Trump Ancam Iran 'Lenyap' — Minyak Brent di Atas USD 107, Risiko Geopolitik Meningkat
Ancaman perang langsung di Selat Hormuz — jalur minyak kritis — dengan harga minyak sudah di level tertinggi 1 tahun, menekan biaya energi dan inflasi global termasuk Indonesia.
Ringkasan Eksekutif
Presiden Trump mengancam Iran akan 'lenyap dari muka bumi' jika menyerang kapal AS di Selat Hormuz. Ancaman ini merupakan yang kedua dalam sebulan, di tengah konflik yang telah memutus seperlima pasokan minyak dunia dan mendorong harga minyak Brent ke USD 107,26/barel — level tertinggi dalam 1 tahun.
Kenapa Ini Penting
Konflik Selat Hormuz langsung mempengaruhi harga minyak yang menjadi input utama biaya transportasi, listrik, dan bahan baku industri di Indonesia. Setiap kenaikan USD 10/barel minyak berpotensi menambah beban subsidi energi dan inflasi domestik.
Dampak Bisnis
- ✦ Harga minyak Brent di USD 107,26/barel — level tertinggi dalam 1 tahun — meningkatkan tekanan biaya impor energi Indonesia dan potensi kenaikan harga BBM non-subsidi.

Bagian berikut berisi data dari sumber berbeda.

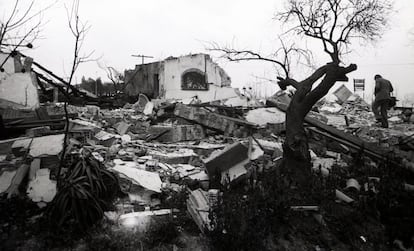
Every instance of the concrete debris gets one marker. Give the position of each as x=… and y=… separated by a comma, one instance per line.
x=51, y=145
x=147, y=180
x=176, y=133
x=41, y=188
x=6, y=178
x=160, y=148
x=263, y=116
x=228, y=162
x=198, y=207
x=343, y=197
x=141, y=221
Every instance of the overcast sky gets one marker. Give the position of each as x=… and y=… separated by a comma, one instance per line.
x=162, y=28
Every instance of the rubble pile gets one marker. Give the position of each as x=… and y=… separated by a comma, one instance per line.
x=159, y=150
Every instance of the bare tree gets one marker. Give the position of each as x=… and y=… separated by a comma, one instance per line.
x=79, y=31
x=283, y=57
x=22, y=26
x=335, y=24
x=114, y=75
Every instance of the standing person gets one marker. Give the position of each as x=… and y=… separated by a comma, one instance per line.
x=383, y=88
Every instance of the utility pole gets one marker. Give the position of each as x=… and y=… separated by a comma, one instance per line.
x=142, y=57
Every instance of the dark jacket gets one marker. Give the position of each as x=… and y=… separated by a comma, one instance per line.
x=383, y=88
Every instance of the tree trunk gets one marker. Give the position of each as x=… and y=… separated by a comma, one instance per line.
x=296, y=155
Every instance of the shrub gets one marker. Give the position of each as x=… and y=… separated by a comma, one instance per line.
x=85, y=192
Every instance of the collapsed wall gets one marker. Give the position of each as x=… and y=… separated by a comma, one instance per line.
x=18, y=85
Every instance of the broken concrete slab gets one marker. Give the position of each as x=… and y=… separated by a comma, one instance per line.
x=17, y=180
x=263, y=116
x=223, y=160
x=342, y=93
x=177, y=156
x=198, y=207
x=6, y=177
x=148, y=109
x=147, y=180
x=34, y=166
x=18, y=91
x=122, y=127
x=176, y=133
x=51, y=145
x=211, y=120
x=140, y=221
x=42, y=188
x=141, y=103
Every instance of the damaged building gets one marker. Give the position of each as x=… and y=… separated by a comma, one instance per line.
x=180, y=78
x=18, y=85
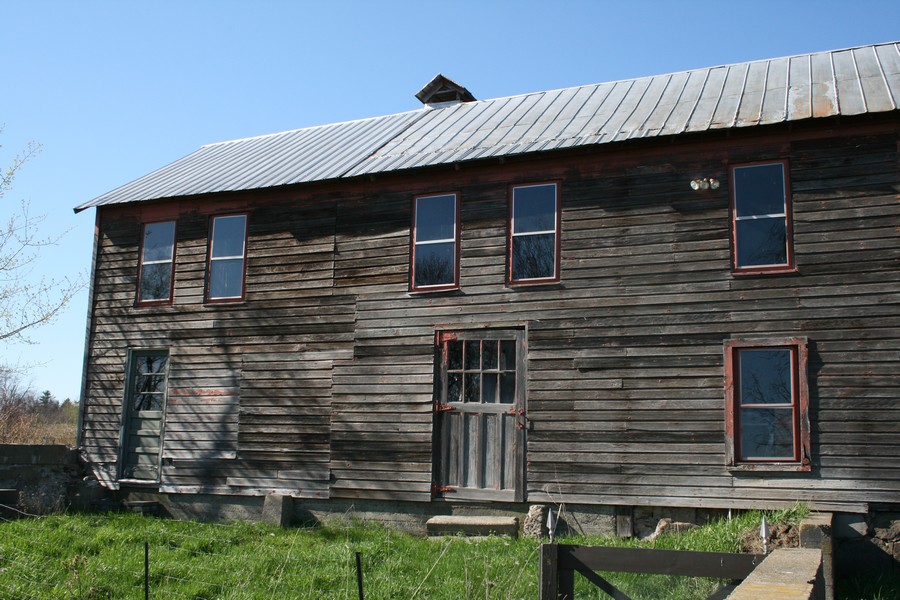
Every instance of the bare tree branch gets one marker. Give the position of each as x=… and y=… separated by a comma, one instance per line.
x=27, y=301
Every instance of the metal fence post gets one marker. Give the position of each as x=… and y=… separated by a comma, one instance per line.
x=359, y=575
x=549, y=572
x=146, y=570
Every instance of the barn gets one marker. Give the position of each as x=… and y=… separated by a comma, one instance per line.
x=671, y=293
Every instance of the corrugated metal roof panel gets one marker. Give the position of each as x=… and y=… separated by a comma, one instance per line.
x=841, y=82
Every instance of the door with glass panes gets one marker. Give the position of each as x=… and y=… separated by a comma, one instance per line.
x=480, y=415
x=144, y=411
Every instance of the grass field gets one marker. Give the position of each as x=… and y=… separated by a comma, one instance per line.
x=102, y=556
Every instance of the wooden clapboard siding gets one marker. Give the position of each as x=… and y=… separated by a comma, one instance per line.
x=323, y=379
x=250, y=383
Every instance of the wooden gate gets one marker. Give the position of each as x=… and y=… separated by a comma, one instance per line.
x=480, y=415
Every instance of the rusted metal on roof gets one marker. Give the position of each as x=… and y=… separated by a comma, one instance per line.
x=843, y=82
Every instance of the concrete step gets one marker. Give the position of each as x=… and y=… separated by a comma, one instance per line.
x=468, y=525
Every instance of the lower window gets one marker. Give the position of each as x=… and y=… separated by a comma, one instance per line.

- ✦ Konflik Selat Hormuz telah memutus seperlima pasokan minyak dunia, mengancam rantai pasok energi global dan memperpanjang tekanan inflasi di negara importir minyak seperti Indonesia.
- ✦ Rupiah di Rp17.366/USD — level terlemah dalam 1 tahun — memperparah dampak kenaikan harga minyak karena biaya impor energi dalam rupiah semakin mahal.
Konteks Indonesia
Konflik Selat Hormuz berdampak langsung ke Indonesia sebagai importir minyak. Harga minyak Brent di USD 107,26/barel dan rupiah di Rp17.366/USD menekan biaya impor energi, memperlebar defisit neraca perdagangan migas, dan berpotensi mendorong inflasi. Pemerintah menghadapi dilema: menaikkan harga BBM bersubsidi atau memperbesar beban APBN.
Yang Perlu Dipantau
- ◎ Yang perlu dipantau: perkembangan negosiasi AS-Iran — sinyal gencatan senjata dapat menurunkan harga minyak secara signifikan.
- ◎ Risiko yang perlu dicermati: eskalasi militer di Selat Hormuz — jika blokade berlanjut, harga minyak berpotensi menembus level tertinggi 1 tahun di USD 118,35/barel.
- ◎ Yang perlu dipantau: respons kebijakan BI dan pemerintah Indonesia — potensi penyesuaian subsidi energi atau suku bunga untuk menahan dampak inflasi.
Analisis ini dibuat oleh sistem AI Feedberry berdasarkan sumber berita publik dan tidak merupakan saran investasi atau keputusan bisnis. Selalu verifikasi dengan sumber primer.